Many years later as a mummy now I realise how she must have felt. No, she was not abandoning her child, she was doing what was best for her family.
I had always suspected that I wasn't going to be the stay-at-home mum, especially if I had still been in Sg. Nothing against SAHMs but I am the independent, go-getter person that needs to be not confined at home with a baby or not. Lately however, especially because of experiencing a less than welcoming work environment, coupled with the desire to watch my precious prince grow up, as well as fill the void I felt when (some) other mums used to be around with their children in my primary school days, I decided that being a SAHM would not be a bad idea afterall. And of course the environment here is very condusive for SAHMs, coupled with societal pressure and all.
And then comes the BUT...
But...my husband will not allow it. No, he is not some money grabbing man who wants to profit from his wife's earning. The total opposite is true - he wants H's mummy to be sane with exposure to the outside world.
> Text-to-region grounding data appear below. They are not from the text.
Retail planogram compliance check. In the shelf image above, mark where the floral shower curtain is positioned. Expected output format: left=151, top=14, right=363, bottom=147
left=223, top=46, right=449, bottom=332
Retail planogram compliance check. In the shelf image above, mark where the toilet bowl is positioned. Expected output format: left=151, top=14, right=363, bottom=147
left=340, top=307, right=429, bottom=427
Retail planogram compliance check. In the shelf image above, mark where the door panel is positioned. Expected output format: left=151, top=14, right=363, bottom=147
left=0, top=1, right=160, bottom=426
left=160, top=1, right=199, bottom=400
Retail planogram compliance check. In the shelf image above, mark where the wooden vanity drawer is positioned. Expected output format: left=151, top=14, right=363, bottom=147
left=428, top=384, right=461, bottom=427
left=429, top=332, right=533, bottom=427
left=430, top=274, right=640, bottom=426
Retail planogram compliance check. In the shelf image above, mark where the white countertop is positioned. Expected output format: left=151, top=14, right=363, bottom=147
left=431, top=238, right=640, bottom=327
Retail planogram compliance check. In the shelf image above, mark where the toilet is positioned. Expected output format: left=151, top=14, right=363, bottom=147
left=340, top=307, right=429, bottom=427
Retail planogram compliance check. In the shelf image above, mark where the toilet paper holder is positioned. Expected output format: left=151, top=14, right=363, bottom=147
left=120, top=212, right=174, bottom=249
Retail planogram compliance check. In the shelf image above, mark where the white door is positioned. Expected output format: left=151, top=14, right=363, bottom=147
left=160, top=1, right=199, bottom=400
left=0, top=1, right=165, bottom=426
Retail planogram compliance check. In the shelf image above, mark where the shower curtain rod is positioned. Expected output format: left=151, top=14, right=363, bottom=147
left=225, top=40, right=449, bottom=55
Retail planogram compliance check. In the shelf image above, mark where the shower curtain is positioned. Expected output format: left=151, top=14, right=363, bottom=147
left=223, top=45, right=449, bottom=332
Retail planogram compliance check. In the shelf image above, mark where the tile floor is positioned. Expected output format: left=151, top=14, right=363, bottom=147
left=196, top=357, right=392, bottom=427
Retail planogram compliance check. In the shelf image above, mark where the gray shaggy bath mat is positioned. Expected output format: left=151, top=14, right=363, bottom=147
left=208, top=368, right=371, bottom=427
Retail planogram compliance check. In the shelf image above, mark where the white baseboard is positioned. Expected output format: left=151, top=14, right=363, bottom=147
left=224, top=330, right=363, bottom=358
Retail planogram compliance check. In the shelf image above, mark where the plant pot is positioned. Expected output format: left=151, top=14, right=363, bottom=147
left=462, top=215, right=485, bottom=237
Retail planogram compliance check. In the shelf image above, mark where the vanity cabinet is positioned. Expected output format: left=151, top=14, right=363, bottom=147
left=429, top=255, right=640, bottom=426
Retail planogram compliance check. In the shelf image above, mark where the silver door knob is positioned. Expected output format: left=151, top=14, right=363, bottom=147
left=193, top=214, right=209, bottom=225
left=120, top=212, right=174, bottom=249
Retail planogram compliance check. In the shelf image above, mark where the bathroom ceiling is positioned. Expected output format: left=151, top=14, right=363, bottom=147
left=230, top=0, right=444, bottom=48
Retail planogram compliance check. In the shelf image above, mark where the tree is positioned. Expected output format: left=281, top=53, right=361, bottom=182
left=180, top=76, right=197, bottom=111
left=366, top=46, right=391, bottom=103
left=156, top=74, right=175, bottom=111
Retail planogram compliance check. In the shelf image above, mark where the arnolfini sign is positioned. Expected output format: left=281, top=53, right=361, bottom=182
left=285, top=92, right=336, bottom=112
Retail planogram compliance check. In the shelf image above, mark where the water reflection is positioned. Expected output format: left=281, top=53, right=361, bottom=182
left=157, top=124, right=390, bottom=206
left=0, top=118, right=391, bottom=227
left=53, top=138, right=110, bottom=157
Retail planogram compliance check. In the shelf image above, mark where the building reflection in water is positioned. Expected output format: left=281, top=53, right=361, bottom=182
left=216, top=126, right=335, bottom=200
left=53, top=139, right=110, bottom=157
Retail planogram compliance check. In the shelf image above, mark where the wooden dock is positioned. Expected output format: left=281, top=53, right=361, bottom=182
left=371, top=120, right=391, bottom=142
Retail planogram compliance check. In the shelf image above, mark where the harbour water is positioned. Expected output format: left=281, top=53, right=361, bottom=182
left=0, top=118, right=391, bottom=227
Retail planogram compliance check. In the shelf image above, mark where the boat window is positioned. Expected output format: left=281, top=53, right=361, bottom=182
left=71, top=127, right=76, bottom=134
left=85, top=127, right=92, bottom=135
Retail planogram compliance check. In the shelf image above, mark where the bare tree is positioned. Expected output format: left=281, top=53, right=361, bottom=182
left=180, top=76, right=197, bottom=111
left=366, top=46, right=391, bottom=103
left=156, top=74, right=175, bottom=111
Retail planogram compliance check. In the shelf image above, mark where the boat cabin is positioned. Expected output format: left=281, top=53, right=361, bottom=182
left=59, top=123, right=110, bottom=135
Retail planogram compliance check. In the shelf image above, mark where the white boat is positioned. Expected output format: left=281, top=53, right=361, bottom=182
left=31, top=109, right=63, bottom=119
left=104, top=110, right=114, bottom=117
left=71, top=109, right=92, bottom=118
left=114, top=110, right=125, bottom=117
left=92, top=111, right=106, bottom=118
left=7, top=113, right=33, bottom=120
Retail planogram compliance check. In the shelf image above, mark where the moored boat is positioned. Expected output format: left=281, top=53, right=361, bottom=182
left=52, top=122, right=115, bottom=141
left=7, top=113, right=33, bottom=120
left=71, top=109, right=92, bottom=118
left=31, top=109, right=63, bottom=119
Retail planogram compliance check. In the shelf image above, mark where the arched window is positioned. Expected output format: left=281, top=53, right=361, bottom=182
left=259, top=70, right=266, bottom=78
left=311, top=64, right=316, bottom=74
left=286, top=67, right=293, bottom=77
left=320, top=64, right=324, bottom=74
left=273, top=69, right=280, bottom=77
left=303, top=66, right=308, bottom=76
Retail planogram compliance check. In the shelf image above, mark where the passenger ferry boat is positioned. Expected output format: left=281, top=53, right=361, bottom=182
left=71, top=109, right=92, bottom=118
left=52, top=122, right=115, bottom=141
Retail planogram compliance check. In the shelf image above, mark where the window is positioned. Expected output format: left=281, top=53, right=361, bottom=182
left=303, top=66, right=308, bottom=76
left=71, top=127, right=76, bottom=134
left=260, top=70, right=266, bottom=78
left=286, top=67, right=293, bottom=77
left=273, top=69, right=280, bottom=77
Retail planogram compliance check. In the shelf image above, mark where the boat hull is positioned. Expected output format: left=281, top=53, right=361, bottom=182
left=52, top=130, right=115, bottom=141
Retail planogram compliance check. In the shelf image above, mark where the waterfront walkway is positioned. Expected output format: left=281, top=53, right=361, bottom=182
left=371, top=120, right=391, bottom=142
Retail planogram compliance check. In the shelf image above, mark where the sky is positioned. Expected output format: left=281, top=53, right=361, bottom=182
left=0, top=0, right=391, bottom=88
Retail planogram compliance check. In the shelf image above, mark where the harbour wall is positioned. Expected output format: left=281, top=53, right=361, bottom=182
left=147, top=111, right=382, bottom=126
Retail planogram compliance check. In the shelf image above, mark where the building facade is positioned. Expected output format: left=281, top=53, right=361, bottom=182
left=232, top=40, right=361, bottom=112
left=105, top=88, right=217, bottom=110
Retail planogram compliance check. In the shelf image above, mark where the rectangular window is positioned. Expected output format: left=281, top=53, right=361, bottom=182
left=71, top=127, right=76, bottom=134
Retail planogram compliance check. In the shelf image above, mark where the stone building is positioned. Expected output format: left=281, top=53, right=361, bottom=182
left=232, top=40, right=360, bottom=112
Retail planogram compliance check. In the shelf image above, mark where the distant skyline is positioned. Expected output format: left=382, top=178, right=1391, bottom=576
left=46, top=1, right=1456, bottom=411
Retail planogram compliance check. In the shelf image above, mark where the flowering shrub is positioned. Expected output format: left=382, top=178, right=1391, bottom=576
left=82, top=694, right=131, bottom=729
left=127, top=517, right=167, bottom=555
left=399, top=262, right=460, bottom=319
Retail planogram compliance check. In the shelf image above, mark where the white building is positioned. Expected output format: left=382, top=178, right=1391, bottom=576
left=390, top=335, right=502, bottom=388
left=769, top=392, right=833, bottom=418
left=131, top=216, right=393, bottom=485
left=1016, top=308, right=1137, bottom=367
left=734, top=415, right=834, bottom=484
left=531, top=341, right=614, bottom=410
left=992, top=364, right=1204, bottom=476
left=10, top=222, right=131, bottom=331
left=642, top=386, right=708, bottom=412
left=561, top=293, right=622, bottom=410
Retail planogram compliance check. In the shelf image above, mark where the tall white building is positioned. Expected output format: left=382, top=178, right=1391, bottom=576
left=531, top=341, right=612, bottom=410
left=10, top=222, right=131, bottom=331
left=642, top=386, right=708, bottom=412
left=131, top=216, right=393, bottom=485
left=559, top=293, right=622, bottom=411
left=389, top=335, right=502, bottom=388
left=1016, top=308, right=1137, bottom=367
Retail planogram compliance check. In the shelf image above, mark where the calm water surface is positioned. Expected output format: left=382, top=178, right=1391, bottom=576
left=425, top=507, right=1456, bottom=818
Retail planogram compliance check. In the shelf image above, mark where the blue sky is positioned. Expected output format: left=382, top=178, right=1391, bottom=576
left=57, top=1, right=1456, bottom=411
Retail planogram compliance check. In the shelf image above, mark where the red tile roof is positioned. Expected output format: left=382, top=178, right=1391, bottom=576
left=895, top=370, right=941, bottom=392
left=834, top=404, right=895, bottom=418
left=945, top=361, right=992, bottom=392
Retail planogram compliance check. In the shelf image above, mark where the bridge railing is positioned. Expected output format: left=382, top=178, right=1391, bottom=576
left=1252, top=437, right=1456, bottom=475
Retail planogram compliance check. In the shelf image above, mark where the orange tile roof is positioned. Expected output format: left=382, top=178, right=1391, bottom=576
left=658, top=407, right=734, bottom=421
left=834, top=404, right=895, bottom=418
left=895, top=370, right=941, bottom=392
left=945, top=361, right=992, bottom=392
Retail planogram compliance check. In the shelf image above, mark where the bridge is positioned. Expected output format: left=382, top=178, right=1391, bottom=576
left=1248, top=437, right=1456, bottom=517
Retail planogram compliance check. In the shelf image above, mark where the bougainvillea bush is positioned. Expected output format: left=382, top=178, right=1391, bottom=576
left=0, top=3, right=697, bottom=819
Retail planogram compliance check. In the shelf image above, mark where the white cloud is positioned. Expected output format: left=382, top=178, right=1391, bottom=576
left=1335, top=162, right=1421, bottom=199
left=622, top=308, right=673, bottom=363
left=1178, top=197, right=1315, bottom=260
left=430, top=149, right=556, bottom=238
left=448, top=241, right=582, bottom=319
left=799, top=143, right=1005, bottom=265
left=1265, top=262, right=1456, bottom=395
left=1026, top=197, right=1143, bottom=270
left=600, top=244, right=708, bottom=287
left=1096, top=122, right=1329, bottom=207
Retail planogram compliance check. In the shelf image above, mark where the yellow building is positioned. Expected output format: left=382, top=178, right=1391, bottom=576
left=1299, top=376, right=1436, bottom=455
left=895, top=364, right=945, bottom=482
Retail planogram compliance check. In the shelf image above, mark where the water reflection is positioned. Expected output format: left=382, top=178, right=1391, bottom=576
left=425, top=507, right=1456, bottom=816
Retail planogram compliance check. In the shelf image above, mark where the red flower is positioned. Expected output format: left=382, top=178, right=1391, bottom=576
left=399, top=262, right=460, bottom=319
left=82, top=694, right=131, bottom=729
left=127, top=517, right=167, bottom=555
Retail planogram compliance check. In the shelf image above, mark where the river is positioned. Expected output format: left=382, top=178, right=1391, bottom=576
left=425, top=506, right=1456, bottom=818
He knows that as much as Ibu enjoys looking after the lil one, she'll be at her wits' end bored by the third day at home, knowing that there's no work waiting for her in her inbox.
Unfortunately in my 3 months back here I have already faced a few comments of how I'm seemingly neglecting my child. 2 from people I'm not even close with. One said "Leave your job; it doesn't need you, but your son does."
Well, thank you very much for your advise, as if I didn't know that already. To these people, who probably have set ideas on how mummies should be at home 24/7, JUST BECAUSE I "STILL" WORK DOES NOT MEAN I LOVE MY BABY ANY LESS. So please, keep your gasps and uninvited comments to yourself. Thank you.